Indeed, maybe the only real complaint I have about "Lexicon" is that I wish it had more, well, wordiness; there are only a very few bits that get into etymologies or deep language structure, and there is no exploration of poetry. I really dug the idea that the "poets" names themselves that (and borrow names like Eliot, Bronte, etc.) because actual poets have unique power over language--but that idea wasn't really explored.
Some of the topics we touched on in talking about all this language/programming stuff:
- Feral children & language acquisition
- The Sapir-Whorf hypothesis
- John Lilly & Margaret Lovatt's work with dolphins, language, and pschoactive drugs
- Chomsky's deep structures
- Translation issues between generations/immigrant communities
- The recent PBS documentary about threatened languages, "Language Matters"
The idea of neurolingusitic hacking, viral memetics, visual/aural programming, however you want to put it--isn't particularly new, although it's also not been played out. A few SF & related stories that sprang to mind:
- Neal Stephenson's "Snow Crash" (1992) is impossible to avoid when talking about "Lexicon"; if not a parent then it's definitely a highly-involved aunt or uncle.
- I brought Julian Jaynes' "The Origin of Consciousness in the Breakdown of the Bicameral Mind" (1976) for show and tell--a probable inspiration for "Snow Crash", "Lexicon" doesn't reference its concepts directly but it makes the whole architecture of word-priest-magician-hackers more plausible and interesting. "Origin" looms large in my personal library: it's one of those non-fiction books that changed the way I think a fair bit; while it's almost certainly "wrong" in any strong interpretation, Jaynes' combination of psychological, linguistic, and anthropological research and thinking, in order to say something really intriguing about consciousness itself, is really inspiring and thought-provoking.
- Various species of contagious or weaponized memes have become pretty common in SF, particularly in short stories, and often connected to AI/singularity stories. I have a few in particular in mind, and am once again cursing the lack of an easily-searchable database for short-form SF (if you don't remember the author, near-impossible to look up).
- I was reminded of that perpetually-prescient 1952 novel "The Space Merchants" by Frederik Pohl & Cyril Kornbluth; while it's not about direct psychological control of individuals, its satirical but all-too-accurate portrayal of the advertising media resonates with "Lexicon" and its poets.

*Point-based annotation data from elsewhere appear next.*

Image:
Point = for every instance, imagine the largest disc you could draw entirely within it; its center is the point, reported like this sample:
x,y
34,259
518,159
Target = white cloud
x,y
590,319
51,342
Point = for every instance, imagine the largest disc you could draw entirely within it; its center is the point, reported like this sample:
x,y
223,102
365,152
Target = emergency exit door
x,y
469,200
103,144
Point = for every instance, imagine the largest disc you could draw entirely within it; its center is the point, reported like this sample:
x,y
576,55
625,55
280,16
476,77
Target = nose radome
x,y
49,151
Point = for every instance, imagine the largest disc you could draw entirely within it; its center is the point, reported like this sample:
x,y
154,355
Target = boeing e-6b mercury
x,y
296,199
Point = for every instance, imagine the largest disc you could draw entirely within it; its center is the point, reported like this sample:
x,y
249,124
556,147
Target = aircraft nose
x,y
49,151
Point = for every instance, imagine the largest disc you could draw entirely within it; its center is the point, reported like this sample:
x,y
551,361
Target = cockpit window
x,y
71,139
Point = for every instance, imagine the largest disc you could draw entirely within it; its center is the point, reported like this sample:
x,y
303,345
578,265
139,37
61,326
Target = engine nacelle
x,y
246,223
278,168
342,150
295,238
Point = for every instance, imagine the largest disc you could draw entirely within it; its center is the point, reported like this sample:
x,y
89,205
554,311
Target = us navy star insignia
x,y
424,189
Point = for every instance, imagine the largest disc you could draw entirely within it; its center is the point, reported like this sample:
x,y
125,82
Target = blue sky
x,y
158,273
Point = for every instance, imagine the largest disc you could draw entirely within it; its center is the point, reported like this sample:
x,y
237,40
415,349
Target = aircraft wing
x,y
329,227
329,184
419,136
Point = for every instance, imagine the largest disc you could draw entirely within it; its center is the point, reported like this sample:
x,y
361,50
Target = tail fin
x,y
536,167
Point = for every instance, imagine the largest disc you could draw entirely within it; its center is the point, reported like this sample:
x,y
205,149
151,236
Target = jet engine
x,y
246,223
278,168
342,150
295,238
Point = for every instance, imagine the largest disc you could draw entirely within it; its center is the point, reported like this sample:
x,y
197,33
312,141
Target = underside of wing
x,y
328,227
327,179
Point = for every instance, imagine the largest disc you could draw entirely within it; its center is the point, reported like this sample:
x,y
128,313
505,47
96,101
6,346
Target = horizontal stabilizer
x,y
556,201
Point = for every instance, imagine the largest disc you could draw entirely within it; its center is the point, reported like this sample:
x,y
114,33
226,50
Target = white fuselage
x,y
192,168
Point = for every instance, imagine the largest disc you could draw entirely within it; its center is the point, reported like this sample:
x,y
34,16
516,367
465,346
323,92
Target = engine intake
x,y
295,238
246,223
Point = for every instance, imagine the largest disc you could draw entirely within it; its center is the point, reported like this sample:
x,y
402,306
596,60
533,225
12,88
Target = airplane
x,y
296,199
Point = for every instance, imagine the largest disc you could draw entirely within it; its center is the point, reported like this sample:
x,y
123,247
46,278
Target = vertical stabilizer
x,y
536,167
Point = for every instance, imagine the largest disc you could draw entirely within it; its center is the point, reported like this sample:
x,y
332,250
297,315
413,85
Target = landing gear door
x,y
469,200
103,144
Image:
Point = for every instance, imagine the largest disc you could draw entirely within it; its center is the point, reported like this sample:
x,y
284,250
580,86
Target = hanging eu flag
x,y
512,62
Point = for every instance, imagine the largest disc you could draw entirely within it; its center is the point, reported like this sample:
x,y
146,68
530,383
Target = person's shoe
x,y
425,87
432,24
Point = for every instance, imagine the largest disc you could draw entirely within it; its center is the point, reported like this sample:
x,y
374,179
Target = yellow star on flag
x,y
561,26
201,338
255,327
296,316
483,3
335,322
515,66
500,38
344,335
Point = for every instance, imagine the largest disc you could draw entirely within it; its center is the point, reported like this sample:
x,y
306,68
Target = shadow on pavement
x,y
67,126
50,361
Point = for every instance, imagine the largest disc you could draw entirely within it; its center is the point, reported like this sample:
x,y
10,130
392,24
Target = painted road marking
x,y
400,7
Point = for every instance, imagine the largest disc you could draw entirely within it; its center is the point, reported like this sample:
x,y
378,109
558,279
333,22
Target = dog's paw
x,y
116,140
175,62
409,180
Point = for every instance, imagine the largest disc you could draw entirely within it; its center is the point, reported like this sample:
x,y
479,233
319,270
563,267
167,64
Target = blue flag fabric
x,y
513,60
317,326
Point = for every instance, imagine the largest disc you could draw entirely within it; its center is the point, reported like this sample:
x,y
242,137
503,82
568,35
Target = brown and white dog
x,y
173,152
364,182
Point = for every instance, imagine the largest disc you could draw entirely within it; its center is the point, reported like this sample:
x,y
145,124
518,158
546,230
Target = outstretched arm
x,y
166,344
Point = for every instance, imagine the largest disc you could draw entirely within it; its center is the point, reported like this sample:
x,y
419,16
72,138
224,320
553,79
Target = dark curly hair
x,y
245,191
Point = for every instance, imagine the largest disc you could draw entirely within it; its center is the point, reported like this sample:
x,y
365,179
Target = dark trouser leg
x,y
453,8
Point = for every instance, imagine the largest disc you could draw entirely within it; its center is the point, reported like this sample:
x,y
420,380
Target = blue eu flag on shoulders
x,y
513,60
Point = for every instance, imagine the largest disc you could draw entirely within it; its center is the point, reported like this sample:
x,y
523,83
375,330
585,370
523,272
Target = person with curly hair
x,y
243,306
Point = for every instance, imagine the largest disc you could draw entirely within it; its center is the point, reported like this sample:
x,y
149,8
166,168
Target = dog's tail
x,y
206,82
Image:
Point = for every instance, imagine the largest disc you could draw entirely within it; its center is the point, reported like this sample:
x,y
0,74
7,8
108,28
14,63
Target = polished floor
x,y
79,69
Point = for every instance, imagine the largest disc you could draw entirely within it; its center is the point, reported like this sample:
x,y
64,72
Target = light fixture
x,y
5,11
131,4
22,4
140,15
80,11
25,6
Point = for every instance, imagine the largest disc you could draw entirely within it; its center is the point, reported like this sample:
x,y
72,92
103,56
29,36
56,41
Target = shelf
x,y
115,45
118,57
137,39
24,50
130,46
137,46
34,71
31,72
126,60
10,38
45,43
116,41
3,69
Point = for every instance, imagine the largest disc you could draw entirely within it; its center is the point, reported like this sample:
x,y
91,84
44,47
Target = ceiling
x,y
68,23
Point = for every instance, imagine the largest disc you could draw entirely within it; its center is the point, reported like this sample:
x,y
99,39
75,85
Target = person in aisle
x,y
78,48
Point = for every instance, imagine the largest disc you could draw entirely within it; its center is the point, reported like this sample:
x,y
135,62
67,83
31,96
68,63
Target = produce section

- "The Voice" from Frank Herbert's "Dune" (1965); while based on intonation rather than use of specific syllables, it's extremely similar to the control words used in "Leixcon". Barry's poets have many echoes of Herbert's Bene Gesserit & Mentats.
- The care needed to handle the (visual, not spoken) "bareword" in "Lexicon" is reminiscent of the deployment of Monty Python's Killer Joke (which you should really watch).
A really fun discussion! Next month's "Weird and Wonderful" pick is indeed Neal Stephenson's "Snow Crash", an effing awesome read, and will be available at City Lit. Date for that will probably be Wednesday, February 25th, and at that meeting we will likely pick books for both March & April in order to get back on the two-months ahead schedule.